America at war! (1941–) – Part 3

Editorial: ‘Life up to the hilt’

Theodore Roosevelt often said a man should “live life up to the hilt.”

Frank Knox, who followed TR up San Juan Hill, and followed him in politics from then on, was never short in observing that maxim.

As a youth he was poor – in language popular in recent years he could almost be said to have been underprivileged. But Frank Know was not a fellow to waste time sympathizing with himself. By working hard and making good on his opportunities he achieved wealth and influence. A small-town newspaperman, he became general manager of a chain of metropolitan dailies, and crowned his business and professional career by becoming owner and shirtsleeve publisher of the great Chicago Daily News.
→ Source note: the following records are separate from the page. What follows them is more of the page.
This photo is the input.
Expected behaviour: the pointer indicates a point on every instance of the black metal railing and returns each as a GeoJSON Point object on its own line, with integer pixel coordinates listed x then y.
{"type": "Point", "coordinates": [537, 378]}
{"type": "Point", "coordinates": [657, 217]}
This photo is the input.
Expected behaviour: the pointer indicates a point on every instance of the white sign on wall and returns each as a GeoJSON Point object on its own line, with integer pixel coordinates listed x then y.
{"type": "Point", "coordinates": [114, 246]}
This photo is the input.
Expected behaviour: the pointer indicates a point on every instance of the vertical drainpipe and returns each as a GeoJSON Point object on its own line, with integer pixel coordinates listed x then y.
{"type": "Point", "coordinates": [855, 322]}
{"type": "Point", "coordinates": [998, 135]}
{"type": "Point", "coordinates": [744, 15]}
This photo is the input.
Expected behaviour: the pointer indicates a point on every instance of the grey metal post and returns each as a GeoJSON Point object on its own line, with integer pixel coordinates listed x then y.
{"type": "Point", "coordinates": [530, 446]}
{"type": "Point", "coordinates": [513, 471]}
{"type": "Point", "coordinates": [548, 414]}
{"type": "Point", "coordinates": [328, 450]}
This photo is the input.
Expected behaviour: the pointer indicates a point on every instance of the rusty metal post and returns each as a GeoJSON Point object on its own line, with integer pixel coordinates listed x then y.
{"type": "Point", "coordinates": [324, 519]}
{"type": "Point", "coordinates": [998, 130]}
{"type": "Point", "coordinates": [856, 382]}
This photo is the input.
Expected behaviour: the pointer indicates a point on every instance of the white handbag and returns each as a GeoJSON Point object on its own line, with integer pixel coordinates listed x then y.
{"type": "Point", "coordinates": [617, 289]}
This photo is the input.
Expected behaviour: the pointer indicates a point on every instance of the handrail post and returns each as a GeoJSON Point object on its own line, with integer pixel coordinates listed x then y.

He was a Bull Moose leader, a Republican nominee for Vice President, but gained his only public office – and that a high one – as an appointee under a Democratic administration. And he took time off from journalism and politics to be a combat soldier in two wars and Secretary of the Navy in a third.

A stout partisan in peacetime – there was no more vigorous critic of the New Deal in the balmy ‘30s – he forgot politics when war clouds gathered.

It must have been a source of great satisfaction to Frank Knox that, at the age of 70, he could take an active and important part in this war. One of his last acts was to urge on business and labor leaders the need of compulsory service in war industries to provide for the impending Battle of Europe. Another was to attend the funeral of a former business partner – and there he was stricken.

Frank Knox’s life was rich in rewards. It was a “life up to the hilt.”